No están congregados en la cercana sinagoga de Cafarnaún para oír las lecturas
que se leen al pueblo a lo largo del año. No han subido a Jerusalén a escuchar
a los sacerdotes del Templo. Lo que les atrae tanto es el Evangelio del Profeta
Jesús, rechazado por los vecinos de Nazaret.
También la
escena de la pesca es insólita. Cuando de noche, en el tiempo más favorable
para pescar, Pedro y sus compañeros trabajan por su cuenta, no obtienen
resultado alguno. Cuando, ya de día, echan las redes confiando solo en la
Palabra de Jesús que orienta su trabajo, se produce una pesca abundante, en
contra de todas sus expectativas.
En el
trasfondo de los datos que hacen cada vez más patente la crisis del
cristianismo entre nosotros, hay un hecho innegable: la Iglesia está perdiendo
de modo imparable el poder de atracción y la credibilidad que tenía hace solo
unos años.
Los
cristianos venimos experimentando que nuestra capacidad para transmitir la fe a
las nuevas generaciones es cada vez menor. No han faltado esfuerzos e
iniciativas. Pero, al parecer, no se trata solo ni primordialmente de inventar
nuevas estrategias.
Ha llegado el
momento de recordar que en el Evangelio de Jesús hay una fuerza de atracción
que no hay en nosotros.

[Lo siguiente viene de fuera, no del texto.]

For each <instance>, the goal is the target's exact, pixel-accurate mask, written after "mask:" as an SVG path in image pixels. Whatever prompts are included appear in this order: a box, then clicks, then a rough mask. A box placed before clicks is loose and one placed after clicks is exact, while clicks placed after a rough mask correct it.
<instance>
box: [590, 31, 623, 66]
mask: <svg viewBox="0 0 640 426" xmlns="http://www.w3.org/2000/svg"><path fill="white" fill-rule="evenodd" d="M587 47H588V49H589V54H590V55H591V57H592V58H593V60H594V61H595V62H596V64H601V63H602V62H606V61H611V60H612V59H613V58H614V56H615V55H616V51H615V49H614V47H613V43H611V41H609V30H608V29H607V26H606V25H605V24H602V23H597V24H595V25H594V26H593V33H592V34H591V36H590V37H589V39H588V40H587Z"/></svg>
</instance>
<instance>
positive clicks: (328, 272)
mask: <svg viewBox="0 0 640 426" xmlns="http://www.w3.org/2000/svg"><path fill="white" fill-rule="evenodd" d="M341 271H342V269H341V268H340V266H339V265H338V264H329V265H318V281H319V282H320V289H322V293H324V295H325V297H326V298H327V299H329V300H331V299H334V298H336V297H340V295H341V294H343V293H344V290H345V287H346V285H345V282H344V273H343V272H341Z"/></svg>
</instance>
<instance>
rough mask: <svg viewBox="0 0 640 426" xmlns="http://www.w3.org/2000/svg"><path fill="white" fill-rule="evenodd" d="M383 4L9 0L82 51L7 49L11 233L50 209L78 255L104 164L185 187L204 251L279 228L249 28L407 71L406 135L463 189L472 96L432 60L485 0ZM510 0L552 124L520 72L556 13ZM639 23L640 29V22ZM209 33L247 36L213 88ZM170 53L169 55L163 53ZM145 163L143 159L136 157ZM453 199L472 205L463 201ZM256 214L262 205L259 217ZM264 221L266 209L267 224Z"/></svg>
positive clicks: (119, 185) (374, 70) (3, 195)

Esta es la pregunta más decisiva: ¿Seguimos
"haciendo cosas" desde un Iglesia que va perdiendo atractivo y
credibilidad, o ponemos todas nuestras energías en recuperar el Evangelio como
la única fuerza capaz de engendrar fe en los hombres y mujeres de hoy?
¿No hemos de
poner el Evangelio en el primer plano de todo?. Lo más importante en estos
momentos críticos no son las doctrinas elaboradas a lo largo de los siglos,
sino la vida y la persona de Jesús. Lo decisivo no es que la gente venga a
tomar parte en nuestras cosas sino que puedan entrar en contacto con él. La fe
cristiana solo se despierta cuando las personas descubren el fuego de Jesús.